Damit es nicht heißt, ich würde mich nur beschweren. Wie sich der getreue Leser entsinnen mag, war ich vor etwa zwei Jahren etwas zu schnell gefahren. Die Anonymverfügung war dann an die Adresse meiner Mutter ergangen, statt an meine.

Daraus entwickelte sich ein veritabler Rechtsstreit, der beinahe dazu geführt hätte, dass ich die Bezirkshauptmannschaft samt dem Landesverwaltungsgericht bei der Staatsanwaltschaft angezeigt hätte. Schlussendlich hatte ich dem Richter mit Gefängnis gedroht, worauf dieser zwei Stunden auf mich eingeredet hatte, um mir die Misslichkeit seiner Lage zu erläutern. Daraufhin hatte ich die Anonymverfügung bezahlt, nicht jedoch die darüber hinausgehenden Kosten. Damit hatte ich gehofft, dass der Fall erledigt sei.

War er nicht. Kürzlich erhielt ich eine Mahnung über den Restbetrag. Daraufhin ließ ich mir einen Termin beim Bezirkshauptmann geben. Ich wollte gerade zu einem längeren Monolog anheben, da meinte dieser nur:

"Bevor wir lange herumreden, vergessen wir das Ganze. Sie haben die Anonymverfügung bezahlt, und wir haben so viele Fehler gemacht, dass ich den Restbetrag auf meine Kappe nehme. Sollten Sie in dieser Sache noch etwas hören, rufen Sie mich bitte gleich an."

Das saß. Es geht ja doch - warum also nicht gleich mit Vernunft an die Sache herangehen? Nur, dass ich nach heutigem Wissensstand gar nichts bezahlt hätte.

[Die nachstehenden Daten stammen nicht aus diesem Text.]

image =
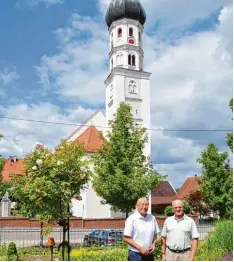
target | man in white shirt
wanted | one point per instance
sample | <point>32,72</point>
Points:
<point>140,233</point>
<point>179,236</point>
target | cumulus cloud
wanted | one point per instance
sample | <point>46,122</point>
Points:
<point>191,83</point>
<point>32,3</point>
<point>8,76</point>
<point>19,137</point>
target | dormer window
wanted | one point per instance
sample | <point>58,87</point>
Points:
<point>130,31</point>
<point>119,32</point>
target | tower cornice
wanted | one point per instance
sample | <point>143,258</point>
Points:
<point>127,72</point>
<point>126,47</point>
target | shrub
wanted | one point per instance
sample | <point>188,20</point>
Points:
<point>169,210</point>
<point>12,254</point>
<point>106,254</point>
<point>3,250</point>
<point>35,251</point>
<point>218,244</point>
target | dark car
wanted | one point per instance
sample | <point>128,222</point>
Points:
<point>104,237</point>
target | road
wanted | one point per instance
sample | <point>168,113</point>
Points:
<point>25,236</point>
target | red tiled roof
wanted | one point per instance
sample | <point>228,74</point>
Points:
<point>164,189</point>
<point>95,113</point>
<point>189,185</point>
<point>12,167</point>
<point>163,200</point>
<point>91,140</point>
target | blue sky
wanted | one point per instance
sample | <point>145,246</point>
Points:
<point>54,59</point>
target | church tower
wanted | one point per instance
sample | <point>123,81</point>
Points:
<point>127,80</point>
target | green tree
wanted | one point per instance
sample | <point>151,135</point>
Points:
<point>122,172</point>
<point>196,201</point>
<point>52,180</point>
<point>230,135</point>
<point>216,183</point>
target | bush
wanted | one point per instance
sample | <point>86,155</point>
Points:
<point>12,254</point>
<point>36,251</point>
<point>218,244</point>
<point>106,254</point>
<point>3,250</point>
<point>169,210</point>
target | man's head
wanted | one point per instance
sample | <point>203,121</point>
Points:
<point>178,208</point>
<point>142,206</point>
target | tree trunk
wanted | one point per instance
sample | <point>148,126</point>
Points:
<point>63,246</point>
<point>41,234</point>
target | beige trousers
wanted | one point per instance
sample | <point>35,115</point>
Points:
<point>171,256</point>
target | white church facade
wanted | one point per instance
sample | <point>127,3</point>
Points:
<point>127,82</point>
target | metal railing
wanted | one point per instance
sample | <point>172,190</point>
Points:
<point>31,236</point>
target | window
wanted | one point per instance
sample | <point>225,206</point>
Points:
<point>119,32</point>
<point>112,64</point>
<point>130,31</point>
<point>133,60</point>
<point>132,87</point>
<point>129,59</point>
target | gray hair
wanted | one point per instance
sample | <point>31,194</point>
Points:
<point>177,201</point>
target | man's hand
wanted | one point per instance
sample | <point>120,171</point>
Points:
<point>152,249</point>
<point>164,257</point>
<point>144,251</point>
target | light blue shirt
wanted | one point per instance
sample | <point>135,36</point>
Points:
<point>141,229</point>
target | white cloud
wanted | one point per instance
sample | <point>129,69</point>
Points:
<point>191,84</point>
<point>19,137</point>
<point>32,3</point>
<point>8,76</point>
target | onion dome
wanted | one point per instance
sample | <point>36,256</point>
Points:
<point>119,9</point>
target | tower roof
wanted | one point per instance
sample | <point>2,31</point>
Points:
<point>119,9</point>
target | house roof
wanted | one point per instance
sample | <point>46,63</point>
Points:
<point>190,184</point>
<point>91,140</point>
<point>12,165</point>
<point>164,189</point>
<point>85,123</point>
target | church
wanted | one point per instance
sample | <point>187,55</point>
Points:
<point>126,82</point>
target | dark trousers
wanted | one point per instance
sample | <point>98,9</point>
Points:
<point>135,256</point>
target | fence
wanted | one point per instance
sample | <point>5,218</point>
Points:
<point>31,236</point>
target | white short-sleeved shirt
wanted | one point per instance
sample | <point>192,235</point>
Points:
<point>179,233</point>
<point>141,229</point>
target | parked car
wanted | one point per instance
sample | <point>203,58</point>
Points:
<point>103,237</point>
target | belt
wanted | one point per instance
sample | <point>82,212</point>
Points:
<point>179,251</point>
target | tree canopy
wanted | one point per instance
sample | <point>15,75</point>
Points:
<point>216,183</point>
<point>122,172</point>
<point>52,179</point>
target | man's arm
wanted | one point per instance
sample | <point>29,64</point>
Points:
<point>132,243</point>
<point>163,248</point>
<point>194,249</point>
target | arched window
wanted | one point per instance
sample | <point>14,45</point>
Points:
<point>133,60</point>
<point>130,31</point>
<point>129,59</point>
<point>119,32</point>
<point>132,87</point>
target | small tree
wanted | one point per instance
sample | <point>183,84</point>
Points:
<point>216,183</point>
<point>196,201</point>
<point>122,172</point>
<point>52,179</point>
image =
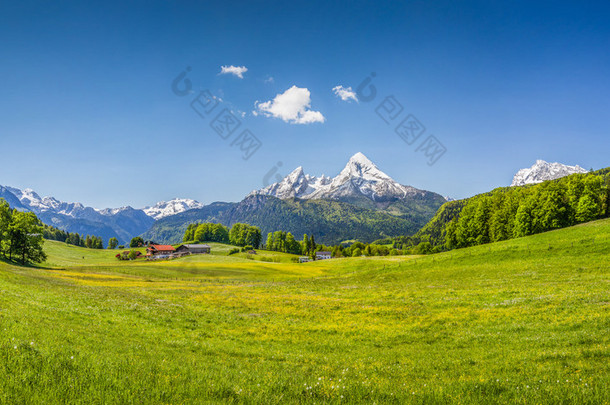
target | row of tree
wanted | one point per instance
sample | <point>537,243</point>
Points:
<point>21,235</point>
<point>238,235</point>
<point>281,241</point>
<point>72,238</point>
<point>206,232</point>
<point>521,211</point>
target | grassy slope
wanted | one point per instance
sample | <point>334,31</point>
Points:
<point>521,321</point>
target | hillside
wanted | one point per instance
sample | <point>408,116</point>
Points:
<point>510,212</point>
<point>329,221</point>
<point>519,321</point>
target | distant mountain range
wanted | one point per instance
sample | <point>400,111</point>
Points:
<point>360,183</point>
<point>361,202</point>
<point>122,223</point>
<point>543,171</point>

Ich hatte mich die ganze Zeit gewundert, warum ich eigentlich zu schnell gefahren war. Mittlerweile weiß ich es - die Ursache war eine widersprüchliche Kundmachung: Auf der linken Straßenseite wird die 50er-Beschränkung aufgehoben, auf der rechten eine 80er-Beschränkung kundgetan.

Wer also keine Augen wie ein Chamäleon hat, dass er während der Fahrt gleichzeitig nach links und rechts schauen kann, und infolge dessen nur das linke Schild sieht, muss also der Meinung sein, dass er 100 fahren darf!

Man lernt eben nie aus - das nächste Mal wird auch in der Sache widersprochen!